Good news for the gluten-intolerant: quinoa doesn’t have any. But it’s packed full of fiber, iron, zinc, potassium, calcium, and stress-reducing B vitamins. When was the last time your breakfast fought stress?

While it’s still new-ish on the New York food scene, this high-energy grain has a long history of being a power food—culinary folklore says the Incas were the first to use it for endurance about 8,000 years ago. So quinoa should definitely help you get through your morning commute.

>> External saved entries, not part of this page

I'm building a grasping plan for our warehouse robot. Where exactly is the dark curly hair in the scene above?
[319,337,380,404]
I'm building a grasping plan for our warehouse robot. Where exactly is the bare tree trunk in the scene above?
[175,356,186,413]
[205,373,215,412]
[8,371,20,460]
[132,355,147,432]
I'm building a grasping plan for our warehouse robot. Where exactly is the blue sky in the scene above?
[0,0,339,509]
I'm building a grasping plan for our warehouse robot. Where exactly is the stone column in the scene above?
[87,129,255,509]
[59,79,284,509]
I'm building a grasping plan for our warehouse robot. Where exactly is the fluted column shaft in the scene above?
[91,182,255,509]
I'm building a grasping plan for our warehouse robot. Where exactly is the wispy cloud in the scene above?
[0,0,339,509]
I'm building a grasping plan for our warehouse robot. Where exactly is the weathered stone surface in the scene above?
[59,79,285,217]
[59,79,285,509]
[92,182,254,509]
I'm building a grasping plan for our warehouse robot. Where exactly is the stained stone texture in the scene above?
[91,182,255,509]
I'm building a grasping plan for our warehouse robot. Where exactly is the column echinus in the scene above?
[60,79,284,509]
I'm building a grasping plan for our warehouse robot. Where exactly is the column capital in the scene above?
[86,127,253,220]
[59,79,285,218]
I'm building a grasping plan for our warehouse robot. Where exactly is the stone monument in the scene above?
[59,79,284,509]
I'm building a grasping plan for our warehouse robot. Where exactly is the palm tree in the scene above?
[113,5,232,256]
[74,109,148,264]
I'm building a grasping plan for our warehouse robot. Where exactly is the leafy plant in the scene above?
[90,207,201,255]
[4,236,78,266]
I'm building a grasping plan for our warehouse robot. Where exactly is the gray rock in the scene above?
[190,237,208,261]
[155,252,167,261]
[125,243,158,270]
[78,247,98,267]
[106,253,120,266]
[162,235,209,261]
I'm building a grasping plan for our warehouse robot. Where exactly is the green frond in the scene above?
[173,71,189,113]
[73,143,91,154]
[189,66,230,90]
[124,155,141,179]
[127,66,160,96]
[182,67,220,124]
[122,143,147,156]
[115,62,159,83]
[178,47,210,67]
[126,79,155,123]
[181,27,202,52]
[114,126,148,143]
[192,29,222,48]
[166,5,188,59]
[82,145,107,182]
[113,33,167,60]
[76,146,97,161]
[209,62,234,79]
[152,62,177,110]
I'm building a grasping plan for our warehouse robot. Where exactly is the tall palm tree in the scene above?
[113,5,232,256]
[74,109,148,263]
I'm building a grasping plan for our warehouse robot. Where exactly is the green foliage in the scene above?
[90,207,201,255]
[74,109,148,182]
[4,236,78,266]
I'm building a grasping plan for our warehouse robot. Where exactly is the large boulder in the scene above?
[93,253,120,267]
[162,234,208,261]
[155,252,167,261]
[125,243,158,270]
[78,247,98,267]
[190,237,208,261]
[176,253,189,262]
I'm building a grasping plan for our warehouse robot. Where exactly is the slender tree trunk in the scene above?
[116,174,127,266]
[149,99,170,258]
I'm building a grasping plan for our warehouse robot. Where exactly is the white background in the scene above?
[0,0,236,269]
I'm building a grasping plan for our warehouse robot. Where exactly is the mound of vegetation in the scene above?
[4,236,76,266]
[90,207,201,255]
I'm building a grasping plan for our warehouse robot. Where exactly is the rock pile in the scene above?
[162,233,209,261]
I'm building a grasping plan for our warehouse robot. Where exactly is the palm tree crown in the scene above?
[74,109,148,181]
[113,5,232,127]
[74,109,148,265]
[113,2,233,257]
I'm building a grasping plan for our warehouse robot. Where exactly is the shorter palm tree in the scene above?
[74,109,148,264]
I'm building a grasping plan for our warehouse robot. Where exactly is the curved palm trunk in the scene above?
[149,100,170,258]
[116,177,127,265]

The best part about making it for breakfast? Quinoa cooks quickly for a whole grain, about 25 minutes. It also keeps well, so make a big batch to use for several days. For a one-minute breakfast, reheat a serving of quinoa with a splash of almond milk, add your favorite dried fruit, some nuts, and a dash of cinnamon. Here’s how to upgrade your breakfast from oatmeal to quinoa.

Nutty Fruit Quinoa
Makes 3–4 servings

Ingredients:
3 cups water
1 cup quinoa

Directions:
Bring 3 cups of water to a boil. In the meantime, wash 1 cup of quinoa thoroughly (it can be bitter and dusty). Add to boiling water. Reduce heat to a light boil and simmer for 20 minutes.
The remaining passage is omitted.